Extremely enthusiastic woman who looked vaguely like a horse (EEW): Hi!
Becky: Hello (said slowly to indicate “Do I know you? Why are you talking to me?”).
EEW: We came here in a limo.
Becky: Really (said slowly to indicate “And I care about this why?”)
EEW: It’s really cool. You should go check it out. It’s a NASCAR limo.
Becky: Oh. That’s nice (said slowly to indicate “Ah. You are white trash. That explains everything.”).*

*Disclaimer – I am sure that there are very nice people out there that are NASCAR fans but c’mon, people, there have to be limits. If you do not want to be considered white trash, follow these simple guidelines.

Do not decorate your trailer with NASCAR pictures and wood paneling (I used to live in a mobile home. Living in a mobile home does not automatically make you white trash. Your decoration style, however, makes a big difference between tasteful and inexpensive and two steps away from moving to Kentucky to marry your sister).

Do not send out your emails with the signature line that says “Number 1 Elliot Sadler fan! Number 1 somebody else fan (a Sadler as well, I think)! Go Elliot! Go other person!” Signature lines should be fun and exciting and promote something interesting, such as your blog.
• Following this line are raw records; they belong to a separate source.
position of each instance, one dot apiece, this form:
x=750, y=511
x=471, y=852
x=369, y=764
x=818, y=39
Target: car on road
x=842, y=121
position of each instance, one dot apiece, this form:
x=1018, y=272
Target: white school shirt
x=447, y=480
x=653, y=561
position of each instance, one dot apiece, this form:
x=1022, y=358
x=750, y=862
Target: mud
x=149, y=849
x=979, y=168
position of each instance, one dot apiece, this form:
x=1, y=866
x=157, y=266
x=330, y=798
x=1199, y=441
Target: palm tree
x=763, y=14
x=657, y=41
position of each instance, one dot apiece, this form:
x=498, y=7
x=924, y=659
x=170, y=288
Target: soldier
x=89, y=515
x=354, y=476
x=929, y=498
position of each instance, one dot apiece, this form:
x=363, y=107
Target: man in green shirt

Do not wear your NASCAR jacket that is covered with endorsements for various NASCAR people. It makes you look like a race car. Are you a race car? A tasteful patch or emblem for one driver would be acceptable. Even better would be a tasteful patch or emblem for Batman. Batman is cool. NASCAR is not.

If you are going to insist on wearing your NASCAR jacket that is covered with endorsements for various NASCAR people, do not drive a car that you have decorated with bullet hole stickers. Looking like you have just left a shoot out between your clan and the Feds is (how do I say this tactfully), well, tacky.

If you are going to get a theme limo, a much more tasteful choice would be a limo from the 1950’s. There are several of them in Minnesota. They are pretty and red and shiny from all of the chrome. NASCAR limos frighten me. Even though I did not go to look at the NASCAR limo, I am quite sure that it was not pretty and red and shiny.

After the NASCAR crowd left (apparently they did something that ticked off Dan but I couldn’t understand a word that he said. I really need to look into getting my hearing checked or maybe start learning to read lips), karaoke continued at a much more normal pace.

Bryan came up with a new game. Instead of going to the wheel, he went to page 10 in the book, chose a song from that page and decreed that, going forward, we would go in order and choose a song from the next page. This was actually a lot more fun than going to the wheel. We had an actual selection to choose from and there were a lot of songs out there that we didn’t know that were in the book. There was even the opportunity to trade pages if you knew absolutely nothing on your page. It was a lot of fun.

Crap. Lunch is over. I’m going to publish this now. I’ll try to update more tomorrow. If you need more info, I suggest you read this post again and speculate.